With such questions in mind, the Centre for Philosophy and Culture (formerly the Centre for Advanced Research in European Philosophy) will host an international conference from March 17 to 19th, 2023 bringing together scholars, philosophers and visionaries to explore vital questions of human self-understanding. Can we transform prevailing conceptions of the human to become a contributing, and not dominating, participant in the life of the planet? What seeds can be found in our respective religious and philosophical wisdom traditions? Can we articulate a transcendental understanding of the human that is no longer based on essential dominance or separation from the Earth and its myriad life forms?  

In addition to these keynotes, specific panels will be devoted to ecology and Indigenous philosophies, ecology and Buddhist and East Asian philosophy, and ecology and Abrahamic philosophy. We invite abstracts (300 words maximum) from all interested parties.
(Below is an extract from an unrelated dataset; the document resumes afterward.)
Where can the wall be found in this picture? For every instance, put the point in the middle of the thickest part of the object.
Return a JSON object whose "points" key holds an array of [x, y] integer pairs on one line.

While there are many possibilities from which to explore these questions, we ask that the abstracts express a clear connection to the question of rethinking the human in this context. As such, sample themes might include:  

  • What are the conditions for “ecological conversion” (citing Pope Francis)?   
  • What is the relationship between conceptual and affective modalities in theorizing transformation?  
  • Can religion be rethought so that it might serve as a uniting rather than a dividing force?  
  • How can we transform the Neo-Liberal economic frameworks of monetization?  
  • How do inherited cultural narratives influence collective engagement with ecological crisis in the present?  
  • How do we understand the relationship between the global or planetary and the local or communal?  
  • How do we balance the need for large scale planetary action with the specific local differences of varying ecologies and histories? 
  • What role does the temporal structure of the imagination play in creating conditions of possibility for an alternative future? 
  • How does rethinking the human relate to processes of decolonization and indigenization? 
  • How can we interrupt invisible assumptions of ‘common sense’ to alter lived experience towards more robust awareness of interconnectedness? 
  • How might lived relationships to time be altered so as to deepen appreciation of the way that the present is linked to both past and future?